Project from scratch – Scrapping real estate prices & visualizing it


real_estate_pricing_toronto_Web_Scrapping

Web scraping is one of the most important tools in collecting data for data science projects. Python (Selenium & BeautifulSoup) can be very useful in scrapping websites. I was looking to code one project to practice web-scrapping & data visualizations.

The aim of this project is to scrap real estate prices from realtor website for the Toronto area and analyze it at the postal code or FSA level. I wanted to see which area has costlier listings. I have limited my project to the Toronto area but the code can be used for any of the cities (if data is available).

Project Details

We will do the following actions –

  • Scrap real estate listings prices from the website for the Toronto area
  • As the postal code is missing from the website, we will add it by scrapping data from google map search results
  • Data manipulation and data visualizations

Packages Used

  • Pandas
  • OS
  • time
  • selenium
  • BeautifulSoup
  • seaborn

Scrapping realtor.ca website

For scraping any website we need to first understand the page flow so that we can direct our actions to relevant pages. Luckily for us, realtor.ca has custom pages for popular cities that help us as we can navigate directly to the relevant city pages.
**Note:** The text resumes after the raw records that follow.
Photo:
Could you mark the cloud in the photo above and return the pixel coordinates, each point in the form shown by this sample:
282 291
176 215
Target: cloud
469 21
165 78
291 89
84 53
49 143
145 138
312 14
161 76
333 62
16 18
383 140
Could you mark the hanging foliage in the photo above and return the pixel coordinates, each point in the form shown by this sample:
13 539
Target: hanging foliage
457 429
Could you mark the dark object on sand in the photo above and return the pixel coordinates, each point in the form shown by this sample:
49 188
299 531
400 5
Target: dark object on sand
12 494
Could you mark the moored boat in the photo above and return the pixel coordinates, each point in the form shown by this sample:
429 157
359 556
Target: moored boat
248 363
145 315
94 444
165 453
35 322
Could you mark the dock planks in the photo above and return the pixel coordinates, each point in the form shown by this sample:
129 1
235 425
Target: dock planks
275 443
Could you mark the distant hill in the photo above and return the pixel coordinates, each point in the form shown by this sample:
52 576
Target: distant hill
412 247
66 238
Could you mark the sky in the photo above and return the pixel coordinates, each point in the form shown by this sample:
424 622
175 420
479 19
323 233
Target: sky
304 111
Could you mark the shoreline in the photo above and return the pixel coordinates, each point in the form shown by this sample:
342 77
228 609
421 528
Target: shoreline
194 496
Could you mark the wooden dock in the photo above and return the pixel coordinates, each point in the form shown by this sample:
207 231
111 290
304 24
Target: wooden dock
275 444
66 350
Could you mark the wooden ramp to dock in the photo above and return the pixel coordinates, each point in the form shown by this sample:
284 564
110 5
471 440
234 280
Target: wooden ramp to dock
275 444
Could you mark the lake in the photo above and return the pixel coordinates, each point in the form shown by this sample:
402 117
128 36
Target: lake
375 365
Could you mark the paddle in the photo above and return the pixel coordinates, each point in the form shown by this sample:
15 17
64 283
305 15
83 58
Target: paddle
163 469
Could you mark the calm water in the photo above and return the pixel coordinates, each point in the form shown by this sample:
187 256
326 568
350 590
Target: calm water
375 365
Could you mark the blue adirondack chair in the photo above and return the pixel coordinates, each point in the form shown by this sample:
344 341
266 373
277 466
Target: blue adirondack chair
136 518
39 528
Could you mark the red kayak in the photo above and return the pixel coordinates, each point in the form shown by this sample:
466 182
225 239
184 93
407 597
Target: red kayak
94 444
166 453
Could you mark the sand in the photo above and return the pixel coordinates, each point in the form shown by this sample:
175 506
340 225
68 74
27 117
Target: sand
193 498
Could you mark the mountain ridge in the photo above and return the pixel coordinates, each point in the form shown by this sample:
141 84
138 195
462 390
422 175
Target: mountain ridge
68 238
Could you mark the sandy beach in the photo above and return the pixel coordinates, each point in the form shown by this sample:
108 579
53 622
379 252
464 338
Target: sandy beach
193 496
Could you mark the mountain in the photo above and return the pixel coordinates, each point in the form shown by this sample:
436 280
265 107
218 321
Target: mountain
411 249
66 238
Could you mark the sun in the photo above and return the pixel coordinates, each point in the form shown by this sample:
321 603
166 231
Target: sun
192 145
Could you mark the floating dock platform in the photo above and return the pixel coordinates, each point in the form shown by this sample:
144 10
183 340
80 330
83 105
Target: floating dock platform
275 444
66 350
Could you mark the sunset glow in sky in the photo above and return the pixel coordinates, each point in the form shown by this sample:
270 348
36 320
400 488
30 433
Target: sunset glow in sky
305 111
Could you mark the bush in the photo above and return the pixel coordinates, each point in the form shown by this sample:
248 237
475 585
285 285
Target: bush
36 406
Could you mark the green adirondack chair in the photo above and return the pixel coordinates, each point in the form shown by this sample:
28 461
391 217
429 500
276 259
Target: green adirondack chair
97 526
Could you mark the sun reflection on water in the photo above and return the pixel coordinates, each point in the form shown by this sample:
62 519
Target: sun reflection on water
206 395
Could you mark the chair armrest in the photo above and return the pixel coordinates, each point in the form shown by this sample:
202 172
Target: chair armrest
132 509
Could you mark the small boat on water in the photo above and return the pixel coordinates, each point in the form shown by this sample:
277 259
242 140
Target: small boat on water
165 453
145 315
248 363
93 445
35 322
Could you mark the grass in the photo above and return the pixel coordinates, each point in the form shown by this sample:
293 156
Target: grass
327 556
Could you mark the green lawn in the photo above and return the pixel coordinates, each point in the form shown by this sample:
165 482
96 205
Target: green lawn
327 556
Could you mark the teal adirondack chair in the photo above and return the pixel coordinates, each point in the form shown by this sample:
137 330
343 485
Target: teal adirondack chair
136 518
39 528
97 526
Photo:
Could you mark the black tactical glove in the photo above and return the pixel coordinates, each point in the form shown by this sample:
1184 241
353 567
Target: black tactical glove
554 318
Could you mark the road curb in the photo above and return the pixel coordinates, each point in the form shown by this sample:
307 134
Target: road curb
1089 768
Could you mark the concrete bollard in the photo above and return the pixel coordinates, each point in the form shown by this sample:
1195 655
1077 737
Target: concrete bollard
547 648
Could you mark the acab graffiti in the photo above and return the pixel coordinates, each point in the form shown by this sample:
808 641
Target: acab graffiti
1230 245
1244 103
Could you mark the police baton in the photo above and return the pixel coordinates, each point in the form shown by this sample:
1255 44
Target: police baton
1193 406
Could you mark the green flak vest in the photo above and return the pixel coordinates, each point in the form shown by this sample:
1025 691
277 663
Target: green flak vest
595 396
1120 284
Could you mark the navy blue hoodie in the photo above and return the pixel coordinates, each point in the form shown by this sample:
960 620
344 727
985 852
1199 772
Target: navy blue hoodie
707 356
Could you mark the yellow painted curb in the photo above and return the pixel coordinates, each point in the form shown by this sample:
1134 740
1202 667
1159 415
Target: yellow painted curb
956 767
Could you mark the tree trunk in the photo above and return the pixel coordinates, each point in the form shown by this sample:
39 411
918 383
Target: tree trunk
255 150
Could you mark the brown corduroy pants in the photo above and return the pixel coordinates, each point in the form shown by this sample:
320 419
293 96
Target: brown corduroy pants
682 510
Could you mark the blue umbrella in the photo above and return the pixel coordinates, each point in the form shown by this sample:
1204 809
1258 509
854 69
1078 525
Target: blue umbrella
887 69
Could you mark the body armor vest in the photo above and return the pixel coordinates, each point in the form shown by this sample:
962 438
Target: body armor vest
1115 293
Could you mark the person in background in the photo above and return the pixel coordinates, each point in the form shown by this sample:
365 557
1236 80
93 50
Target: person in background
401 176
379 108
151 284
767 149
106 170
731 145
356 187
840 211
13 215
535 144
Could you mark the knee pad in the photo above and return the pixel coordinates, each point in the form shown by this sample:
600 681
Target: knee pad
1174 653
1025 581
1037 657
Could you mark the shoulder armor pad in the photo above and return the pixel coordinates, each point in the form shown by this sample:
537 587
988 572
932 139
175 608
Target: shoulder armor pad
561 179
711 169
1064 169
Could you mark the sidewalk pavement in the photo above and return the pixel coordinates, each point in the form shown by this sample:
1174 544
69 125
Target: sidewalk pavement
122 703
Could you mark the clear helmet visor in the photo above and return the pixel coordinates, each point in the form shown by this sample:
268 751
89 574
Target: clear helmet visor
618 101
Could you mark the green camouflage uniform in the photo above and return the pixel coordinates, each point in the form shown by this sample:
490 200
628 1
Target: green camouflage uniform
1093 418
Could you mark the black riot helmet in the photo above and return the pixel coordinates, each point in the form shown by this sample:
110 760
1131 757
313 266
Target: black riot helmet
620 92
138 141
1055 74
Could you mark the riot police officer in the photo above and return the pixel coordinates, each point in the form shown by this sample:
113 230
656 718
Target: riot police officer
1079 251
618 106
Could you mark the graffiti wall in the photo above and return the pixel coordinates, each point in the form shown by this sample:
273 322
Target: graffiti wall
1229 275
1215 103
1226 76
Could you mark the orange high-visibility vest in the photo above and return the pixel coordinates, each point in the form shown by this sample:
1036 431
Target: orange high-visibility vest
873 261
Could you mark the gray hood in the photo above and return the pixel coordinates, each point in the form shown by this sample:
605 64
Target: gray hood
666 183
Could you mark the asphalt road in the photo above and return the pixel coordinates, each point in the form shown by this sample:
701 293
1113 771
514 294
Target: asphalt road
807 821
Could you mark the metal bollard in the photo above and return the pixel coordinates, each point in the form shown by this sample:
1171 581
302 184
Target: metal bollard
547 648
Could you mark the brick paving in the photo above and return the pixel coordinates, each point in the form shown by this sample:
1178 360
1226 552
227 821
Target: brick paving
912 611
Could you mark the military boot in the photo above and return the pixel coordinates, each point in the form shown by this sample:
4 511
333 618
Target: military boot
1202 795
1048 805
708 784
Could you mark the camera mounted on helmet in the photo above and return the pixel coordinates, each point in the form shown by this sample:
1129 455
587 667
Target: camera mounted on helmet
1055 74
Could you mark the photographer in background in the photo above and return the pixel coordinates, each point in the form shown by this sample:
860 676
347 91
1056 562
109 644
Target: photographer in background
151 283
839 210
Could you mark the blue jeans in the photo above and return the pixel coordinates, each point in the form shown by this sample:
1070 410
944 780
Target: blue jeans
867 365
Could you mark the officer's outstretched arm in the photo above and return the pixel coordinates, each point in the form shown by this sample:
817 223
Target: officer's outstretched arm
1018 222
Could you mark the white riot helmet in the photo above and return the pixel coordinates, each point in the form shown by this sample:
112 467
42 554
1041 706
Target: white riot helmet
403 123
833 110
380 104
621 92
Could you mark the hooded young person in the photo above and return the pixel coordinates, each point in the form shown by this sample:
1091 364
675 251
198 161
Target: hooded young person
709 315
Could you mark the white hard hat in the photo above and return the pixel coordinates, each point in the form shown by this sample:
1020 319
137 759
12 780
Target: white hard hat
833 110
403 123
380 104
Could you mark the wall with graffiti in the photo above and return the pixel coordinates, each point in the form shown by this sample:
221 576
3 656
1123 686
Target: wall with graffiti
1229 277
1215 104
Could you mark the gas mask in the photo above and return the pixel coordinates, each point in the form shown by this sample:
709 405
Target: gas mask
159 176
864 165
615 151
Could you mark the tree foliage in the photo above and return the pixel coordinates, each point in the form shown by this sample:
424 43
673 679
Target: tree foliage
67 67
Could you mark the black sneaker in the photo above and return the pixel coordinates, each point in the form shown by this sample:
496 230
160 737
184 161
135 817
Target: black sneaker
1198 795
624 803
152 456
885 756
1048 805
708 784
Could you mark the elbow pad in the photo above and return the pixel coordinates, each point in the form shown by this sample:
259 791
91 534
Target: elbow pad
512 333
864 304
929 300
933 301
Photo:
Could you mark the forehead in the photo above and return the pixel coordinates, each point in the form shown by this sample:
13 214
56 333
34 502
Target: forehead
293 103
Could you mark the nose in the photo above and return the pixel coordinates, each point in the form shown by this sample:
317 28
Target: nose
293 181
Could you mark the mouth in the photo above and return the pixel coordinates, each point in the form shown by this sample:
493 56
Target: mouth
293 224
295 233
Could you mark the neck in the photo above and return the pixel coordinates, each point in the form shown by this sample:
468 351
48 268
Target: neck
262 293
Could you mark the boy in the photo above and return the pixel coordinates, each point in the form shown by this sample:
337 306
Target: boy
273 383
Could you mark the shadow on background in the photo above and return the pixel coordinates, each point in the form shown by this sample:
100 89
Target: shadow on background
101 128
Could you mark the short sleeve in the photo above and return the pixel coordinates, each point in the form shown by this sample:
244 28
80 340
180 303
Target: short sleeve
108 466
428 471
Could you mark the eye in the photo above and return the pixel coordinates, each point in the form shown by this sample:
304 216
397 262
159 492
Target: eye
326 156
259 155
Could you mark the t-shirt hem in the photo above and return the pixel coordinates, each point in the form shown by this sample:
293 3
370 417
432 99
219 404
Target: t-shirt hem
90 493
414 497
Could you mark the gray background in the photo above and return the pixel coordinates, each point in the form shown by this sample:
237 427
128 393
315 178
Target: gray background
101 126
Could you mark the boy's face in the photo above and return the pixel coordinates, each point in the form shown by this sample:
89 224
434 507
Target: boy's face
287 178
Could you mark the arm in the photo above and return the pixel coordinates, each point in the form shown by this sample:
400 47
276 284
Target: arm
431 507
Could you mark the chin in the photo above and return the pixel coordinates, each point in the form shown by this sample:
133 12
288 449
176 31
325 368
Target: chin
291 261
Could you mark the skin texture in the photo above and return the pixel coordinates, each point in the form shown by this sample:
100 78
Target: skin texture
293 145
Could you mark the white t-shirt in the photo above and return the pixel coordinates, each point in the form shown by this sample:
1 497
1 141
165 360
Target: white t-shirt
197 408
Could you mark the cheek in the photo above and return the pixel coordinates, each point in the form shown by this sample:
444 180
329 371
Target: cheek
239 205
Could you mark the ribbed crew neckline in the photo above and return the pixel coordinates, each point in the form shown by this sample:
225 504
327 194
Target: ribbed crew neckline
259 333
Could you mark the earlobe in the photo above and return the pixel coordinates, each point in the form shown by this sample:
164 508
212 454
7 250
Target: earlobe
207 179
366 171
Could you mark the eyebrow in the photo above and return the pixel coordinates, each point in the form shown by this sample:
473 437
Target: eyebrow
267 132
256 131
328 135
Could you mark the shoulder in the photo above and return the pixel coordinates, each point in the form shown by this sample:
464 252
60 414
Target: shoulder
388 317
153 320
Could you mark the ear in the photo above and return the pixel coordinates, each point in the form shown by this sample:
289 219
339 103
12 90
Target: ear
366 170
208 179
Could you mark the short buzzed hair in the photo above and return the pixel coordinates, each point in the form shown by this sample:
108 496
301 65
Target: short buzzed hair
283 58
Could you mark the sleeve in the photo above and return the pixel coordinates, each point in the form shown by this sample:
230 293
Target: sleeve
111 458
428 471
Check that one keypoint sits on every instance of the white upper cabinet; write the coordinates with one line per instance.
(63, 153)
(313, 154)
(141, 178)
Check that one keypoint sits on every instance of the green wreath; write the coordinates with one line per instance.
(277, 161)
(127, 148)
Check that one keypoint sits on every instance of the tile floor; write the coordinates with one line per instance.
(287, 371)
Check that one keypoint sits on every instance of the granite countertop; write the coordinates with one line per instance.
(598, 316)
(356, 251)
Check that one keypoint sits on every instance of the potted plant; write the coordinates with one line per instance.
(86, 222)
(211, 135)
Once we are on the relevant city page, we can see a few of the real estate listings for that area.  We will need to select the next page numbers for subsequent pages. As we won’t know the total number of page numbers beforehand, we will need to code it to go through all the available pages.

import pandas as pd
import os
import time
from selenium import webdriver
from selenium.webdriver.firefox.firefox_binary import FirefoxBinary
from bs4 import BeautifulSoup

So, we are importing all the relevant packages. These packages will be used for –

  • os – for accessing our folder structures
  • time – for putting sleep functionality which will pause our code for a few seconds
  • selenium – for automating website navigation flow and downloading HTML content
  • bs4 – for extracting relevant data from HTML page source
def scrapping_function(current_url, click_next_button):
    driver.get(current_url)
    i = 1
    next_page_true = True
    while next_page_true:
        page = driver.page_source
        file_ = open('saved_pages/toronto/page_{}.html'.format(i), 'w')
        file_.write(page)
        file_.close()
        page_url = driver.current_url
        elem = driver.find_element_by_xpath(click_next_button)
        elem.click()
        time.sleep(2)
        page_url_next = driver.current_url
        if page_url == page_url_next:
            next_page_true = False
        else:
            i += 1

The above code will download all the real estate listing pages for any particular city in our local folder. I am saving pages so that we can process each page separately offline. The following actions are being taken in this function –

  • driver.get is opening the relevant website page.  We can pass the desired area link as current_url to the function.
  • while loop to save all the available pages. I am matching the current page URL to the next page URL for finding the last page. After the last page, nothing will happen even if we click on the next arrow button, and the URL will remain the same.
  • driver.page_source is saving all the HTML content of the page in the variable which is saved as an HTML file in the local folder.
  • driver.current_url returns the current page URL.
  • find_element_by_xpath is finding the next arrow button by the given XPath (in the function parameter). I am saving this element in elem variable and then clicking on it using elem.click
# initializing needed variables
realtor_url = 'https://www.realtor.ca/on/toronto/real-estate-for-sale'
click_next_button = "/html/body/form/div[5]/div[2]/span/div/div[4]/
div[3]/span/span/div/a[3]"
# launching firefox wedriver
binary = FirefoxBinary('Location_for _firefox_installation')
driver = webdriver.Firefox(firefox_binary=binary)
# calling scrapping function
scrapping_function(realtor_url, click_next_button)
driver.close()
  • Saving relevant URL in the realtor_url variable. If you want to scrap different city data, change the URL.
  • Saving XPath for the next arrow button element on the page. We will navigate to the next page by clicking on it.
  • Using Firefox web driver for this. I am passing the firefox installation folder location to the binary variable.
  • Calling the scrapping function and passing URL and XPath to it.
  • driver .close to close the web driver. Always remember to close it.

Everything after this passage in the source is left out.